4) Rodney Yee takes you through a simple sitting meditation, where you sit comfortably in your chair and listen as he speaks-- soothingly describing how to relax. Then he describes a meditation while you are lying down. The visual background is a beautiful mountain meadow on a sunny day, and the music is so soothing and relaxing, that playing this section of the tape can literally melt away your stresses as you watch or listen. This is an excellent walk through a light, relaxing meditation. [For newbies to meditation,and others, you will find this to be very soothing and relaxing.]

5) Rodney Yee is also a famous yoga master. In the same beautiful mountain valley on a sunny day, he and two of his assistants demonstrate a number of simple yoga positions, called Asanas. He utilizes folded up blankets for the easing of the positions and a chair to lean on, so that none of the Asanas would be too strenuous or painful in any of the moves. These positions have been selected especially for Fibromyalgia sufferers and are not overly strenuous.

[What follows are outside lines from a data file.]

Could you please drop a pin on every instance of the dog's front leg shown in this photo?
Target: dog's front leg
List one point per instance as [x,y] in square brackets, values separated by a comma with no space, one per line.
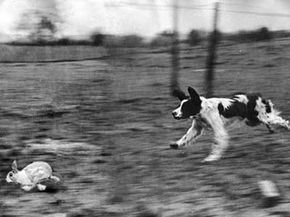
[221,138]
[193,132]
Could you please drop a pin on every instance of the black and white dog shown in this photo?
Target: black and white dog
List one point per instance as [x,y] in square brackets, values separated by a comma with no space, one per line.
[217,113]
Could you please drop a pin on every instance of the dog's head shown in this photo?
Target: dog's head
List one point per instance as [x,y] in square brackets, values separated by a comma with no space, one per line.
[189,106]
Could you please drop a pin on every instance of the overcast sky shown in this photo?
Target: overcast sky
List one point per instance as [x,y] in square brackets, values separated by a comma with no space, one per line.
[147,17]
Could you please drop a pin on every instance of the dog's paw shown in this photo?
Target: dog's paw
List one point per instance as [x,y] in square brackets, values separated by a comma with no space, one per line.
[211,158]
[174,145]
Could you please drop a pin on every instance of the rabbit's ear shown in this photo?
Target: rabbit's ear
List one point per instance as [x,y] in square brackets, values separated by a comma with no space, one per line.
[14,166]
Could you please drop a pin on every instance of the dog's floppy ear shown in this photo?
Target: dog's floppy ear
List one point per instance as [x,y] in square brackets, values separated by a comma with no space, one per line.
[193,95]
[179,94]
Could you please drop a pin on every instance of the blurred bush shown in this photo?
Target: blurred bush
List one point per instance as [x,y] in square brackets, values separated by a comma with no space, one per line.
[128,41]
[163,39]
[195,37]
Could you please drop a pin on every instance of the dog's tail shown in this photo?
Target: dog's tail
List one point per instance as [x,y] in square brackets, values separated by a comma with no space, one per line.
[269,115]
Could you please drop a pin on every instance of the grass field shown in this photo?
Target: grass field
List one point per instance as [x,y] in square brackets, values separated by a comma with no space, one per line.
[105,127]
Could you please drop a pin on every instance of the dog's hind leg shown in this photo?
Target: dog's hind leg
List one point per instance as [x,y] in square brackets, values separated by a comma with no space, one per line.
[271,117]
[221,138]
[193,133]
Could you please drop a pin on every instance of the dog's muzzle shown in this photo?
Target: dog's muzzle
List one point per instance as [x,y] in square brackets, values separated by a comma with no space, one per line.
[175,115]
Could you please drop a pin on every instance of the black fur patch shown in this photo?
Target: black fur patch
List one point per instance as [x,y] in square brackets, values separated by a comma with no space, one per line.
[190,108]
[243,110]
[236,109]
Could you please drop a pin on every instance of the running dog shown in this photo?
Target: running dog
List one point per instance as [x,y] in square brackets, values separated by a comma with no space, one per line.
[217,113]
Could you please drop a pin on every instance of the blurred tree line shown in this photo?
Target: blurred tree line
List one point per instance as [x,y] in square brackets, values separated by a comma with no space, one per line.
[41,29]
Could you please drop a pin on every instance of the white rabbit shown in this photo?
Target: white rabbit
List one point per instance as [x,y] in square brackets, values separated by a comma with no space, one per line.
[31,176]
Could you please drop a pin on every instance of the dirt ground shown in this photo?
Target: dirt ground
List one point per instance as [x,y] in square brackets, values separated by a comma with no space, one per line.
[105,126]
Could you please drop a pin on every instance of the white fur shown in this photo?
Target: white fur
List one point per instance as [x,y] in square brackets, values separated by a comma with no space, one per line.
[31,175]
[210,116]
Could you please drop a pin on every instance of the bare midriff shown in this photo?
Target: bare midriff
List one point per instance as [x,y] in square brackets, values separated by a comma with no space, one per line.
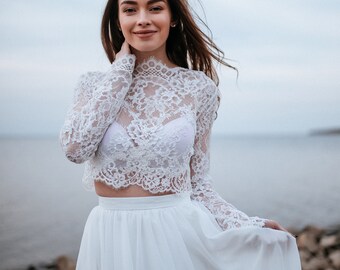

[Note: I have been practicing Tai Chi daily for 11 of my 12 years with Fibro and consider myself fairly limber for the shape I'm in. I had no trouble doing these Asanas, but for someone new, it may be pushing it a bit. I plan to stick with Tai Chi, thank you very much.]

This DVD is helpful in a variety of ways as you can see by the above description. And there's much more that I haven't covered. Telling about integrative medicine is very helpful too, and I highly recommend those who are newly diagnosed to look deeper into this method of treatment. And this video is helpful as a meditation aid or an aid to learning a few the yoga positions or even shopping at the grocery store! All in all, for beginners, it can be quite helpful.